Code for EMNLP 2021 paper:"TEBNER: Domain Specific Named Entity Recognition with Type Expanded Boundary-aware Network"
- Raw Texts
- Example:
data/bc5cdr/source_data/bc5cdr_train.json
- Example:
- Dictionary
- Example:
data/bc5cdr/source_data/bc5cdr_dict.txt
- Example:
- High-quality Phrase (Optional)
- Example:
data/bc5cdr/phrase/bc5cdr_autophrase.txt
- Example:
This project is based on python>=3.6
. The dependent package for this project is listed as below:
torch==1.5.1
transformers==3.3.1
numpy==1.19.2
scikit_learn==0.24.1
seqeval==1.2.2
gensim==3.8.3
1.To label data by source dictionary (e.g., bc5cdr_dict.txt)
add config in b_run_data_label.sh: --do_source_distance
run: sh b_run_data_label.sh
2.To train entity classification model
add config in b_run_mention_classify.sh: --do_train
run: sh b_run_mention_classify.sh
3.To extend the source dictionary
add config in b_run_mention_classify.sh: --do_predict
run: sh b_run_mention_classify.sh
4.Add new label entities (according to the extended dictionary)

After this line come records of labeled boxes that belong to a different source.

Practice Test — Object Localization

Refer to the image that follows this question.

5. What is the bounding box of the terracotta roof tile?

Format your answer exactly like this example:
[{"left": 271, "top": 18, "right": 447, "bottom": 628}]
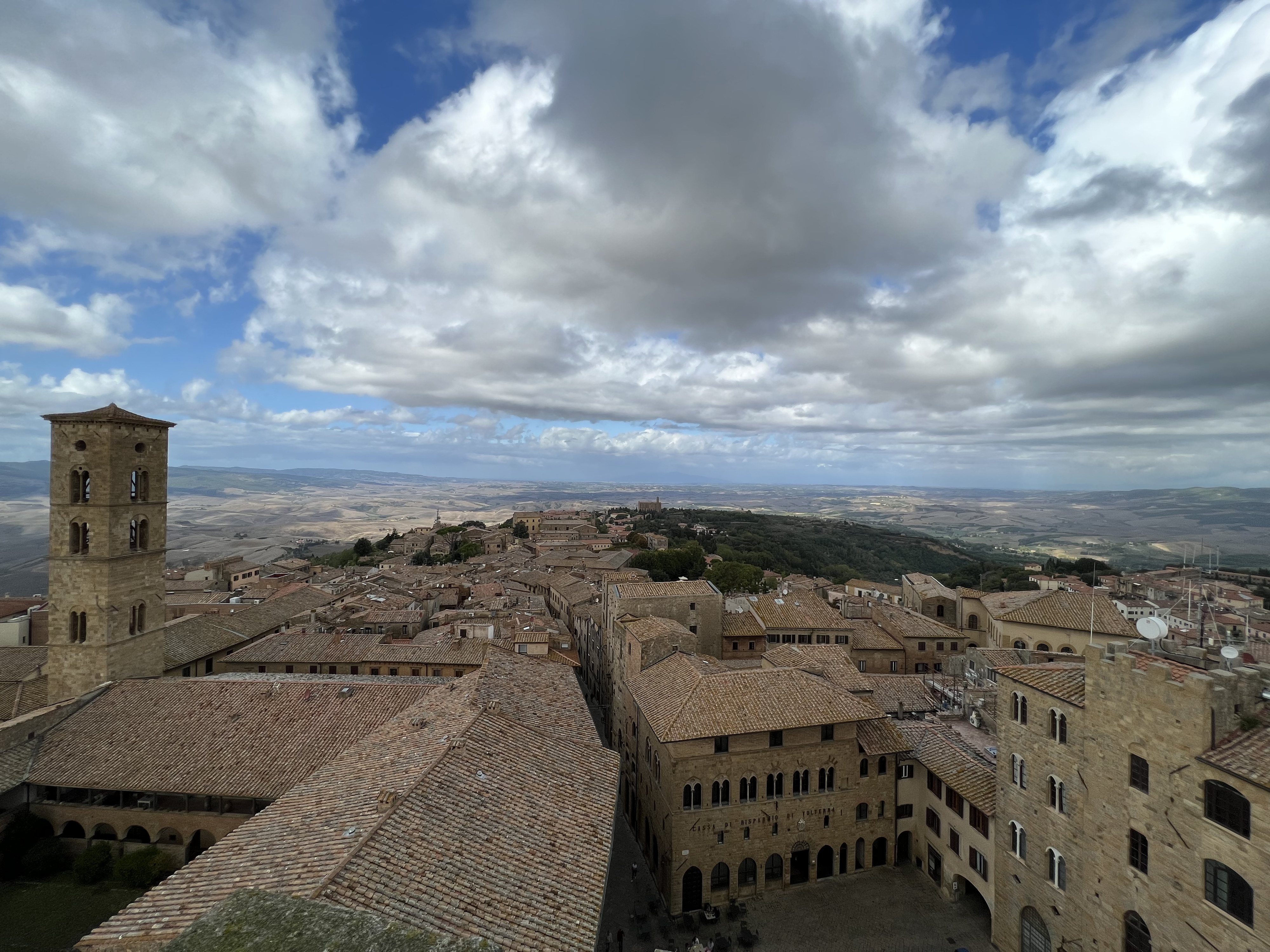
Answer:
[
  {"left": 630, "top": 652, "right": 883, "bottom": 743},
  {"left": 997, "top": 661, "right": 1085, "bottom": 707},
  {"left": 763, "top": 645, "right": 872, "bottom": 693},
  {"left": 898, "top": 721, "right": 997, "bottom": 816},
  {"left": 616, "top": 579, "right": 719, "bottom": 598},
  {"left": 751, "top": 592, "right": 851, "bottom": 630},
  {"left": 30, "top": 678, "right": 431, "bottom": 798},
  {"left": 982, "top": 592, "right": 1138, "bottom": 638},
  {"left": 163, "top": 585, "right": 335, "bottom": 670},
  {"left": 80, "top": 651, "right": 618, "bottom": 952},
  {"left": 1199, "top": 706, "right": 1270, "bottom": 790},
  {"left": 862, "top": 674, "right": 940, "bottom": 715}
]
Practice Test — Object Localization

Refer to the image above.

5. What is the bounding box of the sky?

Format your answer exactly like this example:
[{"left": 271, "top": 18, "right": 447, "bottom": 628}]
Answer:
[{"left": 0, "top": 0, "right": 1270, "bottom": 489}]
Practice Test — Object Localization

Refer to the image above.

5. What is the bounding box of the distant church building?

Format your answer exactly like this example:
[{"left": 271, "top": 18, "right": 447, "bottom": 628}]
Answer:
[{"left": 44, "top": 404, "right": 175, "bottom": 702}]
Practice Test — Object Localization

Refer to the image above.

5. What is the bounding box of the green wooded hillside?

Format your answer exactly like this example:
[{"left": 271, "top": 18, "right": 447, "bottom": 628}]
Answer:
[{"left": 622, "top": 509, "right": 978, "bottom": 584}]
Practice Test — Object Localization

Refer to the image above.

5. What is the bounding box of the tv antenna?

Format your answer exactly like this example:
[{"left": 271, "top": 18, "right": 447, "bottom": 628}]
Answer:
[
  {"left": 1134, "top": 614, "right": 1168, "bottom": 654},
  {"left": 1222, "top": 645, "right": 1240, "bottom": 670}
]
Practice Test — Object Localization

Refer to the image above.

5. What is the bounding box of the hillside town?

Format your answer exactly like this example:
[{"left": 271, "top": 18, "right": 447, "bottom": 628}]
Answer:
[{"left": 0, "top": 404, "right": 1270, "bottom": 952}]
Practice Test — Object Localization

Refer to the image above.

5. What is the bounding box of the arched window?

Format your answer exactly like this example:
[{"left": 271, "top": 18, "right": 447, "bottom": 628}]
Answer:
[
  {"left": 1049, "top": 707, "right": 1067, "bottom": 744},
  {"left": 1045, "top": 847, "right": 1067, "bottom": 890},
  {"left": 1204, "top": 781, "right": 1252, "bottom": 836},
  {"left": 1124, "top": 909, "right": 1151, "bottom": 952},
  {"left": 710, "top": 863, "right": 732, "bottom": 890},
  {"left": 1019, "top": 906, "right": 1050, "bottom": 952},
  {"left": 763, "top": 853, "right": 785, "bottom": 882},
  {"left": 1010, "top": 821, "right": 1027, "bottom": 859},
  {"left": 1204, "top": 859, "right": 1252, "bottom": 925}
]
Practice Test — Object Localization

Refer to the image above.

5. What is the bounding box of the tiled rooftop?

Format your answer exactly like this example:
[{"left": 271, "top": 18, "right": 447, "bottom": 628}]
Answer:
[
  {"left": 630, "top": 652, "right": 883, "bottom": 743},
  {"left": 30, "top": 678, "right": 431, "bottom": 798},
  {"left": 897, "top": 721, "right": 997, "bottom": 816},
  {"left": 982, "top": 592, "right": 1138, "bottom": 638},
  {"left": 763, "top": 645, "right": 872, "bottom": 693},
  {"left": 752, "top": 592, "right": 851, "bottom": 631},
  {"left": 997, "top": 661, "right": 1085, "bottom": 707},
  {"left": 163, "top": 585, "right": 335, "bottom": 670},
  {"left": 80, "top": 652, "right": 618, "bottom": 952},
  {"left": 616, "top": 579, "right": 718, "bottom": 598},
  {"left": 1199, "top": 706, "right": 1270, "bottom": 790}
]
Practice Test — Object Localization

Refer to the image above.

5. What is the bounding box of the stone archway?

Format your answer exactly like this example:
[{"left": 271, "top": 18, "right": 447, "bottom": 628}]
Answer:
[
  {"left": 185, "top": 830, "right": 216, "bottom": 863},
  {"left": 682, "top": 866, "right": 701, "bottom": 913},
  {"left": 123, "top": 826, "right": 150, "bottom": 843},
  {"left": 815, "top": 847, "right": 833, "bottom": 880}
]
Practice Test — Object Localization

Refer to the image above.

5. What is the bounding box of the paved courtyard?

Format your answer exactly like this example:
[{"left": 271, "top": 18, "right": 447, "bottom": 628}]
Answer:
[{"left": 598, "top": 817, "right": 993, "bottom": 952}]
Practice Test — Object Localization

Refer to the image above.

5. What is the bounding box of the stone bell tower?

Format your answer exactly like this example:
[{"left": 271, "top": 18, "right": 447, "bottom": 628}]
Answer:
[{"left": 44, "top": 404, "right": 175, "bottom": 703}]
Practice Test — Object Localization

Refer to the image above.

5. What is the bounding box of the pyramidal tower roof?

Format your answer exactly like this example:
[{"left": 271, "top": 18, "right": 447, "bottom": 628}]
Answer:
[{"left": 44, "top": 404, "right": 177, "bottom": 426}]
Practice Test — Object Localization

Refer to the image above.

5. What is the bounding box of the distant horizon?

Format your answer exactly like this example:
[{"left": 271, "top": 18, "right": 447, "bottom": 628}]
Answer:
[{"left": 0, "top": 459, "right": 1270, "bottom": 494}]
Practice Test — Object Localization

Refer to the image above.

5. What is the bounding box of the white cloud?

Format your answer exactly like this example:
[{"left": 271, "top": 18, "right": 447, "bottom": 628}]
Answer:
[
  {"left": 0, "top": 284, "right": 132, "bottom": 357},
  {"left": 0, "top": 0, "right": 1270, "bottom": 481},
  {"left": 0, "top": 0, "right": 358, "bottom": 264}
]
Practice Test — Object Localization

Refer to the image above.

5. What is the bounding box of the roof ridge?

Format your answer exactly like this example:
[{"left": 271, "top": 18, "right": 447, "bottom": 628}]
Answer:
[{"left": 309, "top": 688, "right": 484, "bottom": 900}]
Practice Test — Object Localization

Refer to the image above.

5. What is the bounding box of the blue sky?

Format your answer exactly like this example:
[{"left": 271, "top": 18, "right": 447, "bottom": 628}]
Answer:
[{"left": 0, "top": 0, "right": 1270, "bottom": 489}]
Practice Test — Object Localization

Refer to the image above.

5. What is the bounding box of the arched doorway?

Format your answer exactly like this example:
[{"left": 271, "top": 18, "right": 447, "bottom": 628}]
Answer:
[
  {"left": 815, "top": 847, "right": 833, "bottom": 880},
  {"left": 1124, "top": 909, "right": 1151, "bottom": 952},
  {"left": 1019, "top": 906, "right": 1050, "bottom": 952},
  {"left": 872, "top": 836, "right": 886, "bottom": 866},
  {"left": 790, "top": 849, "right": 812, "bottom": 886},
  {"left": 763, "top": 853, "right": 785, "bottom": 882},
  {"left": 185, "top": 830, "right": 216, "bottom": 863},
  {"left": 683, "top": 866, "right": 701, "bottom": 913}
]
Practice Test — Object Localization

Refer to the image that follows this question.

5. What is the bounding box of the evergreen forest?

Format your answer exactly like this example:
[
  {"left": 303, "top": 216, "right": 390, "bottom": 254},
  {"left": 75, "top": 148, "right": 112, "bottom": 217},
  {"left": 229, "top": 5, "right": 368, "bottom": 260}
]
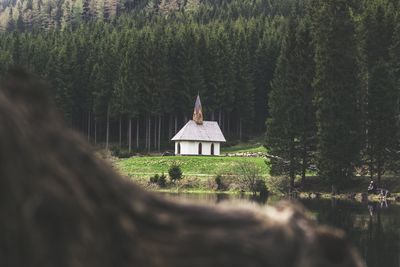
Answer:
[{"left": 0, "top": 0, "right": 400, "bottom": 188}]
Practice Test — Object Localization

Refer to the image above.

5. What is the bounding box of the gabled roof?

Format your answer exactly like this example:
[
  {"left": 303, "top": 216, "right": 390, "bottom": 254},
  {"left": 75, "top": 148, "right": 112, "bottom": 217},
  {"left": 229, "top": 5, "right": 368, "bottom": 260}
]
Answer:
[{"left": 172, "top": 120, "right": 226, "bottom": 142}]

add config in b_run_data_label.sh: --do_add_distance
run: sh b_run_data_label.sh
5.To train bert word boundary model
sh c_run_bert_word.sh
6.To train bert sent boundary model
sh c_run_bert_sent.sh
7.To combine final result
sh d_run_bert_pipeline_model.sh
Attention: you need to assign data dir in each script file. (e.g., "ROOT_DIR" in b_run_data_label.sh)